Reason 1: The environment at large provides ecosystem services.

A view of a coral reef. Photo: Fascinating Universe/Wikimedia Commons, CC BY-SA 3.0

An ecosystem is the community of life-forms that share a physical environment. The natural world – from lush rainforests in protected areas to the lake near your house – contains many ecosystems.

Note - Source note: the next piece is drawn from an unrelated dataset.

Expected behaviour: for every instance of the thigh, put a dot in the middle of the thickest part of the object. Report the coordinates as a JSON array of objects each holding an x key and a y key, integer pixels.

Every ecosystem evolves with all of its components – plants, trees, the soil, animals, birds, insects, etc. – often over hundreds of years. Humans derive a lot of value from them: trees hold the soil and provide timber, fruits and vegetables; plants and insects together help each other through pollination and seed dispersal; microbes in the soil help decompose organic matter; and the system as a whole purifies water, controls erosion, slows floods and stores carbon.

If you remove one component of an ecosystem, the whole thing could collapse.

Reason 2: The environment has economic value.

A portion of a honeycomb, showing the precisely constructed hexagonal cells; all but one bee have been removed. Photo: Matthew T. Rader/MatthewTRader.com, CC-BY-SA

Aside from direct economic value, the natural environment has indirect value as well.

For example, the wild relatives of food crops hold the key for farmers to develop better hybrids. This is more important in the time of climate change, when we will need more disease-resistant or salt-tolerant varieties so we can stay nourished.